I don’t want to grow up!

“People between 20 and 34 are taking longer to finish their educations, establish themselves in careers, marry, have children and become financially independent, said Frank F. Furstenberg, who leads the MacArthur Foundation Research Network on Transitions to Adulthood, a team of scholars who have been studying this transformation. “A new period of life is emerging in which young people are no longer adolescents but not yet adults,” Mr. Furstenberg said” (Cohen, P., 2010, ).

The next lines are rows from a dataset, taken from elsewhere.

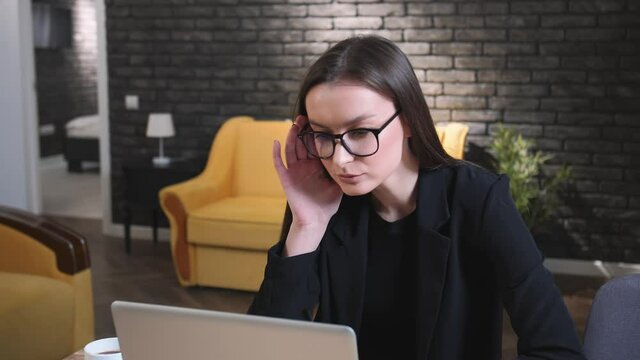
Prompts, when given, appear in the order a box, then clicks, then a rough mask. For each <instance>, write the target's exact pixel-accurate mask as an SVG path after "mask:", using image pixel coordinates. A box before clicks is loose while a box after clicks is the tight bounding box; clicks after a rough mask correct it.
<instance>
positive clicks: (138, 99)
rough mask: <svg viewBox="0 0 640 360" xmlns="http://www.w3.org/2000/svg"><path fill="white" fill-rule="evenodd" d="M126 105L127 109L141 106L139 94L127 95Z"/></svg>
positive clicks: (136, 109) (133, 108)
mask: <svg viewBox="0 0 640 360" xmlns="http://www.w3.org/2000/svg"><path fill="white" fill-rule="evenodd" d="M124 107H125V109H127V110H138V109H139V108H140V101H139V99H138V95H125V97H124Z"/></svg>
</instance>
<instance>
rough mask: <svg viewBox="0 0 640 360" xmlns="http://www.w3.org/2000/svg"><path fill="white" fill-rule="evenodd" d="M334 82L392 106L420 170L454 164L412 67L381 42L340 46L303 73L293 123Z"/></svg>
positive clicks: (357, 41) (346, 40)
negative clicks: (392, 104)
mask: <svg viewBox="0 0 640 360" xmlns="http://www.w3.org/2000/svg"><path fill="white" fill-rule="evenodd" d="M339 81H349V82H356V83H360V84H362V85H364V86H367V87H369V88H370V89H372V90H373V91H376V92H378V93H379V94H381V95H383V96H385V97H387V98H389V99H391V100H393V102H394V104H395V106H396V108H397V109H400V110H401V114H400V118H401V119H402V121H404V122H405V123H406V124H407V126H408V127H409V128H410V129H411V138H410V139H409V146H410V149H411V151H412V152H413V153H414V154H415V155H416V157H417V158H418V160H419V162H420V166H421V167H438V166H440V165H452V164H455V163H457V160H455V159H453V158H452V157H451V156H449V154H447V152H446V151H445V150H444V148H443V147H442V144H441V143H440V140H439V139H438V134H437V133H436V129H435V125H434V124H433V119H432V118H431V114H430V113H429V107H428V106H427V102H426V101H425V99H424V95H423V94H422V89H421V88H420V84H419V82H418V78H417V77H416V74H415V72H414V71H413V67H412V66H411V63H410V62H409V59H407V57H406V55H405V54H404V53H403V52H402V50H400V49H399V48H398V47H397V46H396V45H395V44H394V43H393V42H391V41H389V40H387V39H385V38H383V37H380V36H373V35H367V36H358V37H352V38H349V39H346V40H342V41H340V42H339V43H337V44H336V45H334V46H333V47H331V48H330V49H329V50H327V51H326V52H325V53H324V54H322V55H321V56H320V58H319V59H318V60H317V61H316V62H315V63H314V64H313V65H311V67H310V68H309V70H308V71H307V73H306V75H305V78H304V80H303V81H302V85H301V87H300V92H299V94H298V98H297V100H296V104H295V108H294V114H293V118H294V119H295V118H296V116H297V115H304V116H307V108H306V104H305V100H306V97H307V94H308V93H309V91H310V90H311V89H312V88H313V87H314V86H316V85H319V84H322V83H331V82H339Z"/></svg>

I’ve always followed my grand life plan to adulthood, not letting one thing get out of place: get accepted to college, finish and graduate in four years, get a teaching job for the following school year, and move out. Done. I grew up having this plan in mind, thinking that once I graduated college, I was an adult and had to act as such. This wasn’t from any particular pressure from my family, but just what I thought should be expected of me. However, as I have begun teaching adolescents, I have found their goals and timelines are much different than mine and the “adult” stage of life seems to have been complicated in its definition. As Frank F. Furstenbeg mentions in this article, timelines are more different than even for people. From discussions with my students, it seems that adolescents are taking the opportunity to wait on college or entering the job market to explore more of the world and learn more about themselves. I have a student who plans to take a gap year before college to travel the world.  In our multicultural world, there desire to see new things and new people is greater than ever and perhaps a new goal among adolescents. The “get married and have babies” mentality of adulthood is outdated. So when does the adult period of life begin? Perhaps it is rather a state of mind. The post-adolescent pre-adult stage of life is when people can explore their world and begin to discover their identity and what they want from life. Adulthood begins when they can act on those discoveries.